On other days in the box I’d make a tiny iris with a straight pin and sit quietly for hours, eavesdropping and observing the melodramas of the busy store. Unseen in my many boxes I listened to petty jealousies between the salesgirls—who made what sale, who was allowed to make change, who last went for an English at the Culver. I listened to them talk about their husbands and children, and gossip jealously about my grandparents, rich merchants who had no money trouble. I listened to women confide their most intimate marital problems to my grandmother, who dispensed homespun wisdom and sometimes a harmless off-color joke. I got to know all the punch lines. “Don’t stop, I’ll write you a check” or “Lady, I’m an old man, how about a cup of tea better?”
I heard them talk about me. Not just the “come to no good” stuff, but how I was crazy, and that it was my parents’ fault for not getting me under control, and what I needed was a good spanking, but Rose and Harry spoiled me, and that my father was nuts too, what could you expect?

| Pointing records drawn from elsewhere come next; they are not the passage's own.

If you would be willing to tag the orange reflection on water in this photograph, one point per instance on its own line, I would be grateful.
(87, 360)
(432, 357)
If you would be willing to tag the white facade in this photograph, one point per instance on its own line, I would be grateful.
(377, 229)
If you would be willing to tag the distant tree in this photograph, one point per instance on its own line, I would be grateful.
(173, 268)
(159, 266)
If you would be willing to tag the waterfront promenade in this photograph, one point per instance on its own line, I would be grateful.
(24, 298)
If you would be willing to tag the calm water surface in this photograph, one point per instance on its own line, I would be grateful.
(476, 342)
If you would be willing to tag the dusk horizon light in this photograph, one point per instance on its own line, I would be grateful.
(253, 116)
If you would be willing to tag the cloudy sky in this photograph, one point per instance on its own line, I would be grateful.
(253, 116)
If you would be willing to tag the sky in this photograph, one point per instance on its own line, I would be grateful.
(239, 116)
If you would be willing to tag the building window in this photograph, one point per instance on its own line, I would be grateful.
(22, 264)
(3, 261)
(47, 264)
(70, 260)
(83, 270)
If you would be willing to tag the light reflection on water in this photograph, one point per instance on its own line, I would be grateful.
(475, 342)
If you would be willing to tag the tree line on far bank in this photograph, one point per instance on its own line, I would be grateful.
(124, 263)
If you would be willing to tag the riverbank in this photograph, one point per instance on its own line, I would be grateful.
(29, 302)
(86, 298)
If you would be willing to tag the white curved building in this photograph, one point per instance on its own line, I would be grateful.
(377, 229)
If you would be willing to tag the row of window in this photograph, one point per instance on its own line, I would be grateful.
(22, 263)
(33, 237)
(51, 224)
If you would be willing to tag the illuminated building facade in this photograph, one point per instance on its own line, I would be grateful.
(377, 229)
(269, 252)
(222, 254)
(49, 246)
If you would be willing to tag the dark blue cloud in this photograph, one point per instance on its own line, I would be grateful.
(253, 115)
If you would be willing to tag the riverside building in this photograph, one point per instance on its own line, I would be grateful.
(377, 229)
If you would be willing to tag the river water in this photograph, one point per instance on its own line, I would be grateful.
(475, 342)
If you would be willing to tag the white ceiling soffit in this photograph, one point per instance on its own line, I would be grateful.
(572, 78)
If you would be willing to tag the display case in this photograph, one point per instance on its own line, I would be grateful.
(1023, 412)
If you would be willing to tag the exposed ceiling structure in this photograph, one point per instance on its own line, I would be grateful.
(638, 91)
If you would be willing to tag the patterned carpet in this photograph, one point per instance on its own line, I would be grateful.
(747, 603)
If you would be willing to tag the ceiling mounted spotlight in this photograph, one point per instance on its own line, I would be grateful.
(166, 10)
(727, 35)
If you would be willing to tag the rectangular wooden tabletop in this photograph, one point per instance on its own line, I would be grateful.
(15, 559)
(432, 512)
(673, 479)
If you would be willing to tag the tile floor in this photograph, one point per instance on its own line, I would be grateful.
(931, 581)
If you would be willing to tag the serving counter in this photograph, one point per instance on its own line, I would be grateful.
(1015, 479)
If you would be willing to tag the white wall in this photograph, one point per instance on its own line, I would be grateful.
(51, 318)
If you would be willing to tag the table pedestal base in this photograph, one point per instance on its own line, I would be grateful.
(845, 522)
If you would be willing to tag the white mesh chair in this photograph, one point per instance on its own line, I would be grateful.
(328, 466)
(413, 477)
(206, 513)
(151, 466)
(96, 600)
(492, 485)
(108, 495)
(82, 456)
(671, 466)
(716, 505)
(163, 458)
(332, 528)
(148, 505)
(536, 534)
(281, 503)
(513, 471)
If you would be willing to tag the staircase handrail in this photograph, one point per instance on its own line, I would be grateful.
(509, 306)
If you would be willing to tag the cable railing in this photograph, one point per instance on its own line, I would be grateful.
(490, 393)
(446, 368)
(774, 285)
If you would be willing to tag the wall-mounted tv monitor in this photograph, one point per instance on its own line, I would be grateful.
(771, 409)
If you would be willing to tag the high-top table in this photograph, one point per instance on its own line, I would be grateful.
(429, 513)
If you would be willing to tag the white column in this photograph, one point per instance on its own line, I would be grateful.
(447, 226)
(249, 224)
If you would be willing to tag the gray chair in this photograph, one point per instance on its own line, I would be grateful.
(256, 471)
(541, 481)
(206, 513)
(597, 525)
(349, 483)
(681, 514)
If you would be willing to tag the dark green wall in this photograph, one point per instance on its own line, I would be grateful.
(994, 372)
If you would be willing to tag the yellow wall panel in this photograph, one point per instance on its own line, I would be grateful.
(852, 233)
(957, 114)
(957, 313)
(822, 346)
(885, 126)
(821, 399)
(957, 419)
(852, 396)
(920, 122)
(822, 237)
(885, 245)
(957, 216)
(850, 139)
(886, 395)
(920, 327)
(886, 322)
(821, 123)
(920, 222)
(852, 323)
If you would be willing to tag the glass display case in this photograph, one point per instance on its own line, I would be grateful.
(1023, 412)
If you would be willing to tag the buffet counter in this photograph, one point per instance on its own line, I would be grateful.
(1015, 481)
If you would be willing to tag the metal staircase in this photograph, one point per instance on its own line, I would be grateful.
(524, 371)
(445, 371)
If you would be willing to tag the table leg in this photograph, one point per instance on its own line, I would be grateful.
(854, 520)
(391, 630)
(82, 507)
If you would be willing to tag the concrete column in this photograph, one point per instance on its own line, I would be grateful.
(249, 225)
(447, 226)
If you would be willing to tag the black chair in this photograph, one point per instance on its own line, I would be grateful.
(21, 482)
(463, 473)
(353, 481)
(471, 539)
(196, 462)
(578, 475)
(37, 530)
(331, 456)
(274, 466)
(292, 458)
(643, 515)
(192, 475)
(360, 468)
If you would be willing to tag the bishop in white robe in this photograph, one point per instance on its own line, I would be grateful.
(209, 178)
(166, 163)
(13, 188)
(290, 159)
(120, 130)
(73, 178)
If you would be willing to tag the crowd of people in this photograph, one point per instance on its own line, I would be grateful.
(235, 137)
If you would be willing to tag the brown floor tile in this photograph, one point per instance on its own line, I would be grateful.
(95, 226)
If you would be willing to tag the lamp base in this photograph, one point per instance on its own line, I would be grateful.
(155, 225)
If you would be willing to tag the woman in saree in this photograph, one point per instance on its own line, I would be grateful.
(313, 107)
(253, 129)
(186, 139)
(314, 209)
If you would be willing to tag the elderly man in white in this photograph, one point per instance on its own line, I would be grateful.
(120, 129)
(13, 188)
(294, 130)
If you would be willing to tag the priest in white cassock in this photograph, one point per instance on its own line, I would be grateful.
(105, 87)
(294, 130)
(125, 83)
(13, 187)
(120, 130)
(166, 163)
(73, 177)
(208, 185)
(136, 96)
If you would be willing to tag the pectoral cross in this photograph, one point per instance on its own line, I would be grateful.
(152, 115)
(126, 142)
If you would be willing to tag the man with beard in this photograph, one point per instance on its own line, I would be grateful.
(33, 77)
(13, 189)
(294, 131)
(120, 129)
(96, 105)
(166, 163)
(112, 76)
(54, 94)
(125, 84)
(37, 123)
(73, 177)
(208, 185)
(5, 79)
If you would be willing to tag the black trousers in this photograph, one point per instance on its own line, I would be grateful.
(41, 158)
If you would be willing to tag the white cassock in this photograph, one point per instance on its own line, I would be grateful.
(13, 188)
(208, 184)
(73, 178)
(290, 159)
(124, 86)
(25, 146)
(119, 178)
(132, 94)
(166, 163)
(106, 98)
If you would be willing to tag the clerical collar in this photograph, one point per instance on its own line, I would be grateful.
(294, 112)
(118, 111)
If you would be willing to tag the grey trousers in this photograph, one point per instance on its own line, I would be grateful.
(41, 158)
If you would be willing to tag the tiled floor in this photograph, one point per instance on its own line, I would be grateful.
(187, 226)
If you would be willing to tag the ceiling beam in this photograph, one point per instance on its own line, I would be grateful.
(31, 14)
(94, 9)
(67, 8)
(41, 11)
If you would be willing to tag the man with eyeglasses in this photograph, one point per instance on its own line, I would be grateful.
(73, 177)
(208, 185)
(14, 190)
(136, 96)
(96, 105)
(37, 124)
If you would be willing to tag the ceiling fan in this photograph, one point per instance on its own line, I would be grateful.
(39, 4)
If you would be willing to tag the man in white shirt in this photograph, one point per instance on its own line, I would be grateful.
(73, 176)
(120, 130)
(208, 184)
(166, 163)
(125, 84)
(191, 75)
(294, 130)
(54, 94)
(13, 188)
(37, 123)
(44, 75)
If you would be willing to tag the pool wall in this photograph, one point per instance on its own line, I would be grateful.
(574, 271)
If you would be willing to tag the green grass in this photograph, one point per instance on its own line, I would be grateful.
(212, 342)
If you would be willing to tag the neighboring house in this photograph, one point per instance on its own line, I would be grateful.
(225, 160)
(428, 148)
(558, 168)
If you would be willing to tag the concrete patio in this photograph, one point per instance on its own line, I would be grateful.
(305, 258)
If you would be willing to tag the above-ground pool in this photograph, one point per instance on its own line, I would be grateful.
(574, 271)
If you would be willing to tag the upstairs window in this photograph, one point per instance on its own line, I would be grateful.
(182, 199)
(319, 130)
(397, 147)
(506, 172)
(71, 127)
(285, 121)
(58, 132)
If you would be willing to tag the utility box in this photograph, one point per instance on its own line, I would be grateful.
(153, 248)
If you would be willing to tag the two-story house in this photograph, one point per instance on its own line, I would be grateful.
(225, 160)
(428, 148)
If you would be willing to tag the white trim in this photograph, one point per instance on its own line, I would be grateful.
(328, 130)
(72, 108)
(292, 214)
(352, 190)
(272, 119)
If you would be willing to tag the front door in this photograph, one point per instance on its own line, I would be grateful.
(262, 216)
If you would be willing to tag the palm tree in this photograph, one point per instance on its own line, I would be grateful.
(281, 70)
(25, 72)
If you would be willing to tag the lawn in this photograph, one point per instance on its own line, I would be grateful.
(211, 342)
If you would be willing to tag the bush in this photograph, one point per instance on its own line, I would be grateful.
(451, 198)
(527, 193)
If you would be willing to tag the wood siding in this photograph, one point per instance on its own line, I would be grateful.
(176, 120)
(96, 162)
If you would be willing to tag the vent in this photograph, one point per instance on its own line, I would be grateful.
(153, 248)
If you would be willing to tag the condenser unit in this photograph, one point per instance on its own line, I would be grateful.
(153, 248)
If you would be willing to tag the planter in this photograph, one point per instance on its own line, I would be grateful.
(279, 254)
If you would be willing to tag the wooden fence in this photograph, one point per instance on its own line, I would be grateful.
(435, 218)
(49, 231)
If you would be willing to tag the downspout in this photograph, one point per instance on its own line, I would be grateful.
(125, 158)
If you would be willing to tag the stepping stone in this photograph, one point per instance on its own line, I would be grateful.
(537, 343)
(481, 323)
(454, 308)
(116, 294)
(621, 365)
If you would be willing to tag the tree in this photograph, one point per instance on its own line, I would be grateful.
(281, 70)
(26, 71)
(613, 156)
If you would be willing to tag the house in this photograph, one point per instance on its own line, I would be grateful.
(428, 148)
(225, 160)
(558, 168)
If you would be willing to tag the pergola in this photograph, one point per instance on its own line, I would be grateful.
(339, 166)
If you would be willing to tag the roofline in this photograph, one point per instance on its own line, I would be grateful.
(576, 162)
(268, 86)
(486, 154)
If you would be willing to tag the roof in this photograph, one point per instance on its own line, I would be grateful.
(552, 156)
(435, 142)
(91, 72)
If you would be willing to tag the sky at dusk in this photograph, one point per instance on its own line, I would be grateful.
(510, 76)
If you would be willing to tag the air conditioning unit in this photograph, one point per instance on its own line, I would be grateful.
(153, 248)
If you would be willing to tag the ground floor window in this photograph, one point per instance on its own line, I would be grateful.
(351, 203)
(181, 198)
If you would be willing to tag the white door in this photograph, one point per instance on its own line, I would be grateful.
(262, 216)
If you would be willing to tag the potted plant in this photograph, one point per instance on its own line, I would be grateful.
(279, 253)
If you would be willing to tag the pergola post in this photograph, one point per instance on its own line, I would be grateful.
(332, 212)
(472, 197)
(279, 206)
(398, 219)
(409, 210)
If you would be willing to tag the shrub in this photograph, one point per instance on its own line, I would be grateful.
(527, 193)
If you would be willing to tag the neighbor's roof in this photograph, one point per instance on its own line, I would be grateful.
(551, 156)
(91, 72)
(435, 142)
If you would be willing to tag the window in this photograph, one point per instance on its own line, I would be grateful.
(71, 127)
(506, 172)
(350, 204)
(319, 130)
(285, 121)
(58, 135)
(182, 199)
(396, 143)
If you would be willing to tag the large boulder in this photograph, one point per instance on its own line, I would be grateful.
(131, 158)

I compiled the prosaic neighborhood gossip in my head as if it meant something. I knew that Lily Williams’s husband, Earl, who was a limousine driver, got a $100 Christmas gift from the man who was president of Whirlpool. I knew that Dodie Berkowitz wouldn’t let her daughter Ida get laughing gas at the dentist because she thought it made her stupid, and that her husband, Benny, a trainman on the New York-to-Baltimore U.S. mail run, once had a heart attack while they were having sex, and she had to bang on the wall behind the bed to summon a neighbor to help pull him off of her. I worried that Koret of California would not ship to us anymore because we were ninety days behind in paying their invoices. I knew the bra cup sizes we carried stopped at triple D, except on special order, and I knew that Smokey taupe/seamless/no heel pantyhose were on the top shelf. I knew that the glove salesman was the father of the actor Arnold Stang, and that the Jantzen bathing suit salesman wrote the lyrics to “Love Letters in the Sand,” but he didn’t make much money because he accepted a flat fee.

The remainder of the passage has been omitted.